A scanning transmission electron microscope image (STEM) of single perovskite quantum dots. A new study shows that single perovskite quantum dots could be a fundamental building block for quantum-photonic technologies for computing and communications. Courtesy of H. Utzat et al./MIT and ETH Zurich.
“This quantum interference between different indistinguishable single photons is the basis of many optical quantum information technologies using single photons as information carriers,” said researcher Hendrik Utzat. “But it only works if the photons are coherent, meaning they preserve their quantum states for a sufficiently long time.”

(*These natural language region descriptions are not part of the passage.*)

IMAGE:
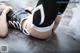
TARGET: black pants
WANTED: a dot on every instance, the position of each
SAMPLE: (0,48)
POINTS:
(50,9)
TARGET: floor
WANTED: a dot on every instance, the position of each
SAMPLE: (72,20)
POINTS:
(62,40)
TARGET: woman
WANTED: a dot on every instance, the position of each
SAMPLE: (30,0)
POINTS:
(3,23)
(39,23)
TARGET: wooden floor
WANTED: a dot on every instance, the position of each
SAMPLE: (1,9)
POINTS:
(62,40)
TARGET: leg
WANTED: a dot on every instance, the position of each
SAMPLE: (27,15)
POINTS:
(3,23)
(56,23)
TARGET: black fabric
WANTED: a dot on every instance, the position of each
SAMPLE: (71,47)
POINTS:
(50,11)
(52,8)
(14,18)
(61,5)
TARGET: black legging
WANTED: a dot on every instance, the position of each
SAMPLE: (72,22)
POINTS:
(51,9)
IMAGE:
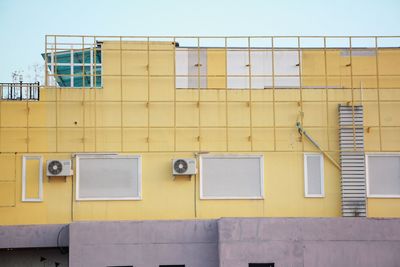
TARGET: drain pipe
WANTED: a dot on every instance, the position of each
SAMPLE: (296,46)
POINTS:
(303,132)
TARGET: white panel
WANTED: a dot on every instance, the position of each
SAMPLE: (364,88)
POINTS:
(197,64)
(261,62)
(384,175)
(285,62)
(313,175)
(238,82)
(287,82)
(40,171)
(230,177)
(261,82)
(181,67)
(108,177)
(181,61)
(237,62)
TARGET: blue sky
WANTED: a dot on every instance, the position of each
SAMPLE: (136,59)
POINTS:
(24,23)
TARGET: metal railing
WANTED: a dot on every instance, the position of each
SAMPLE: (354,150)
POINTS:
(20,91)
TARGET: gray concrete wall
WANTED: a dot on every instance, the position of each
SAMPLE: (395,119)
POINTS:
(32,257)
(311,242)
(144,243)
(34,236)
(233,242)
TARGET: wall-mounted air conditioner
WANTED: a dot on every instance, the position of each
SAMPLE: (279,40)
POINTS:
(56,167)
(183,167)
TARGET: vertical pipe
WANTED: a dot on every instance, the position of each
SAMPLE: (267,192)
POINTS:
(273,88)
(148,93)
(378,93)
(301,84)
(121,93)
(326,94)
(174,77)
(53,64)
(226,94)
(352,95)
(250,95)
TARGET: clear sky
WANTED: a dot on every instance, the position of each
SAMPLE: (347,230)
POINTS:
(24,23)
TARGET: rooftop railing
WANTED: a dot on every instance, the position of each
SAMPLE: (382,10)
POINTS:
(20,91)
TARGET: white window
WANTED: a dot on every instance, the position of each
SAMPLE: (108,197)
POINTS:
(76,68)
(287,69)
(231,177)
(383,175)
(238,68)
(313,175)
(32,179)
(189,64)
(108,177)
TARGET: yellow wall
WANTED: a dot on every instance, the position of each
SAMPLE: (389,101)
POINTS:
(139,111)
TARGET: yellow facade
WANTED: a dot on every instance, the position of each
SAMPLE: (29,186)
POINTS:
(139,111)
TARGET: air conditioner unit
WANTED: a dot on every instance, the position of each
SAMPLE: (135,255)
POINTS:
(56,167)
(184,166)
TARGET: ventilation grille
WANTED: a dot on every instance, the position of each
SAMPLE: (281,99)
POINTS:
(352,161)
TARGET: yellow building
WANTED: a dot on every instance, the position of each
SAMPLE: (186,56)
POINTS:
(263,119)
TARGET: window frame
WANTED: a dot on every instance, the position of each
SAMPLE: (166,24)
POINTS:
(24,159)
(225,156)
(103,156)
(379,154)
(321,159)
(51,66)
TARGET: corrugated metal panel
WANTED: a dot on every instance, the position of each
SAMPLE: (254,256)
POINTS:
(352,161)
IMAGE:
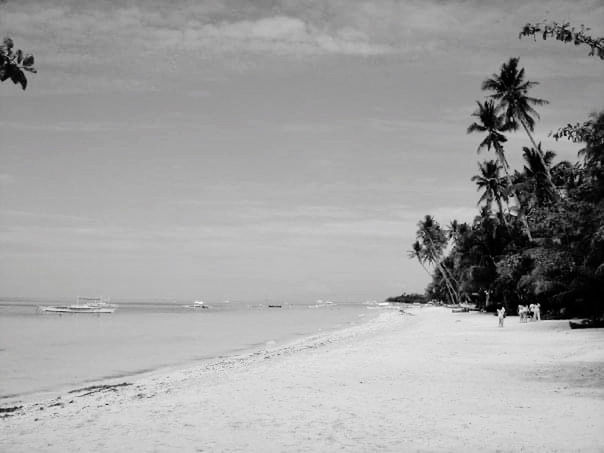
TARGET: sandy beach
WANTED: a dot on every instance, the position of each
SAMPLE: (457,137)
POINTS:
(428,380)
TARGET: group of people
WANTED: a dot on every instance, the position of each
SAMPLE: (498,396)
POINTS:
(532,311)
(525,312)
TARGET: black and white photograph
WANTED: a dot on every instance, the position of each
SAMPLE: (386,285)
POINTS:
(301,226)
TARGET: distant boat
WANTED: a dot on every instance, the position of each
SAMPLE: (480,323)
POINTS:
(200,304)
(83,305)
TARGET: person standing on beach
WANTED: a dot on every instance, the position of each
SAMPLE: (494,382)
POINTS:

The team demonstrated that individual colloidal lead halide perovskite quantum dots (PQDs) could display highly efficient single-photon emission with optical coherence times as long as 80 picoseconds (ps). The researchers found that the perovskites could emit photons very quickly after being stimulated by a laser beam, and that the perovskite quantum dots had very little interaction with their surroundings, enhancing their coherence properties and stability.
Previous chemically made colloidal quantum dot materials had impractically short coherence times, but this team found that making the quantum dots from perovskites produced coherence levels that were more than 1000 times better than previous versions. According to the researchers, the coherence properties of these colloidal perovskite quantum dots can approach the levels of established emitters, such as atom-like defects in diamond or quantum dots grown using gas-phase beam epitaxy.
“Without having a source of coherent single photons, you can’t use any of the quantum effects that are the foundation of optical quantum information manipulation,” said professor Moungi Bawendi. Another important quantum effect that can be harnessed by having coherent photons, Bawendi said, is entanglement, in which two photons essentially behave as if they were one.
The next step for the researchers will be to work on optimizing and improving the performance of their quantum dots to make them scalable and practical. Specifically, they will work toward achieving 100 percent indistinguishability in the photons produced by the quantum dots. So far, they have reached 20 percent.
“Perovskite quantum dots still have a long way to go until they become applicable in real applications,” Utzat said, “but this is a new materials system available for quantum photonics that can now be optimized and potentially integrated with devices.”
These results could be a starting point for the design of lead halide perovskite-based quantum emitters with fast emission, wide spectral tunability, and scalable production. “Our study is very fundamental,” Bawendi said. “However, it’s a big step toward developing a new material platform that is promising.”